EU genehmigt Industriestrompreis
Die EU-Kommission hat Deutschlands Plan für einen Industriestrompreis genehmigt, der energieintensive Unternehmen mit insgesamt 3,8 Milliarden Euro über drei Jahre entlasten soll. Die Förderung erlaubt es, für bis zu 50 Prozent des Stromverbrauchs Preisnachlässe von maximal 50 Prozent zu gewähren, wobei eine Untergrenze von 50 Euro/MWh gilt. Die tatsächliche Auszahlung erfolgt rückwirkend auf Basis der realen Strompreise und Verbräuche in den Jahren 2026 bis 2028. Unklar bleibt, wie der Industriestrompreis mit bestehenden Kompensationsmechanismen für CO2-Kosten kombiniert werden kann. Gleichzeitig sollen Unternehmen verpflichtet werden, einen Teil der Beihilfen in effizientere Anlagen zu investieren, während mögliche Regelanpassungen im Kontext geopolitischer Spannungen diskutiert werden.

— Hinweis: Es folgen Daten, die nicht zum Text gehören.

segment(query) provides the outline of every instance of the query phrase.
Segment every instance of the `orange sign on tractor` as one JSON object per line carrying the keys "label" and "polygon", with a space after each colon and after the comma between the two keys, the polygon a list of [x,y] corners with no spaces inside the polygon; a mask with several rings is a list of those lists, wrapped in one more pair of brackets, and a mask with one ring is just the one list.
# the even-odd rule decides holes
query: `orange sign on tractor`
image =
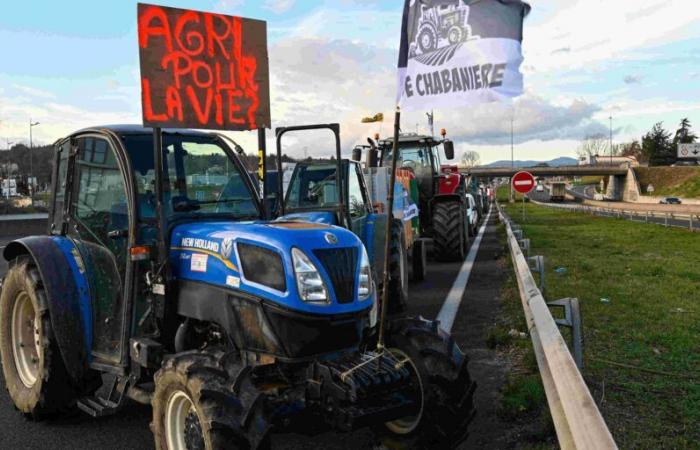
{"label": "orange sign on tractor", "polygon": [[145,126],[270,127],[264,21],[140,3],[138,36]]}

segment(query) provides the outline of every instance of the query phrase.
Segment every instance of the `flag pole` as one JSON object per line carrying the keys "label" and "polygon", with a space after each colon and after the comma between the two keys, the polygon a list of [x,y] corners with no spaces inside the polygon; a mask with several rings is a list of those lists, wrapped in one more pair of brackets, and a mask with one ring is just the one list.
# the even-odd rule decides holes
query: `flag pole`
{"label": "flag pole", "polygon": [[386,329],[386,310],[389,302],[389,252],[391,251],[391,227],[394,221],[394,185],[396,184],[396,166],[399,160],[399,130],[401,128],[401,108],[396,106],[394,114],[394,140],[391,150],[391,172],[389,174],[389,192],[387,193],[387,220],[384,228],[384,274],[382,284],[382,303],[379,310],[379,336],[377,350],[384,349],[384,334]]}

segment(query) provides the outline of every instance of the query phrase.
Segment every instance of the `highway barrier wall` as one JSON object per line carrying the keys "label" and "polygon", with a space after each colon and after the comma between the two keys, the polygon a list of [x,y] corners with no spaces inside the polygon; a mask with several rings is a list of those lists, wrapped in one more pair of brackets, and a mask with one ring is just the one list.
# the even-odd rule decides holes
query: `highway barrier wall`
{"label": "highway barrier wall", "polygon": [[[515,226],[496,203],[505,224],[525,320],[532,339],[547,403],[562,449],[617,449],[588,386],[530,272]],[[521,242],[527,241],[520,234]]]}
{"label": "highway barrier wall", "polygon": [[6,214],[0,216],[0,236],[20,237],[46,234],[47,214]]}

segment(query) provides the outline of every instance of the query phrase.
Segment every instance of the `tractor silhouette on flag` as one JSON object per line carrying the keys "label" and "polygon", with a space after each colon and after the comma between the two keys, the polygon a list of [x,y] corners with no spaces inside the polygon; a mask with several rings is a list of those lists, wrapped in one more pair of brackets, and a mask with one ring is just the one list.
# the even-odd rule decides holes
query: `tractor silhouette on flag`
{"label": "tractor silhouette on flag", "polygon": [[414,16],[409,57],[439,65],[452,58],[463,42],[478,39],[472,34],[469,6],[462,0],[428,0]]}

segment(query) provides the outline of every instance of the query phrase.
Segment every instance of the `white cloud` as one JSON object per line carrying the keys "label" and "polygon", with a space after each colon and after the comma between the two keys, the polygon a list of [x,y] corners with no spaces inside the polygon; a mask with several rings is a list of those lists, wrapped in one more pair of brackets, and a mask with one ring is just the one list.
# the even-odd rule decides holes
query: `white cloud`
{"label": "white cloud", "polygon": [[37,89],[35,87],[31,86],[23,86],[20,84],[13,84],[12,87],[26,95],[29,95],[31,97],[37,97],[37,98],[56,98],[56,96],[48,91],[44,91],[42,89]]}
{"label": "white cloud", "polygon": [[263,3],[263,8],[272,11],[275,14],[282,14],[289,11],[296,0],[265,0]]}
{"label": "white cloud", "polygon": [[[550,2],[552,3],[552,2]],[[686,37],[700,20],[696,0],[561,0],[542,21],[525,21],[526,60],[538,71],[628,57],[642,46]],[[533,5],[533,15],[538,14]],[[566,49],[566,51],[562,51]]]}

CoT-Report: Short-Covering statt echtem Long-Aufbau
In der Berichtswoche zum 17. April 2026 ist die Netto-Long-Position der Investmentfonds um 6,7 Mio. EUA auf 41,4 Mio. EUA angestiegen. Das entspricht einem Zuwachs von 19,4 Prozent gegenüber der Vorwoche und ist das höchste Niveau seit mehreren Wochen. Auf der Long-Seite reduzierten die Fonds ihre Positionen leicht um 1,9 Mio. EUA auf 69,0 Mio. EUA. Der Rückgang von 2,7 Prozent setzt den seit Januar laufenden Abbau fort, wenngleich das Tempo deutlich nachgelassen hat. Von den Hochständen über 150 Mio. EUA Anfang des Jahres haben die Fonds ihre Longs mittlerweile mehr als halbiert. Auf der Short-Seite wurde die Position um 8,6 Mio. EUA auf 27,5 Mio. EUA zurückgefahren, ein Rückgang von 23,8 Prozent innerhalb einer Woche. Damit haben die Fonds ihre Shorts in vier aufeinanderfolgenden Wochen von 48,7 Mio. EUA auf nunmehr 27,5 Mio. EUA nahezu halbiert. Das Niveau liegt wieder annähernd auf dem Tiefstand von Anfang 2026. Der Preisanstieg der Vorwoche wurde somit durch Short-Covering gestützt.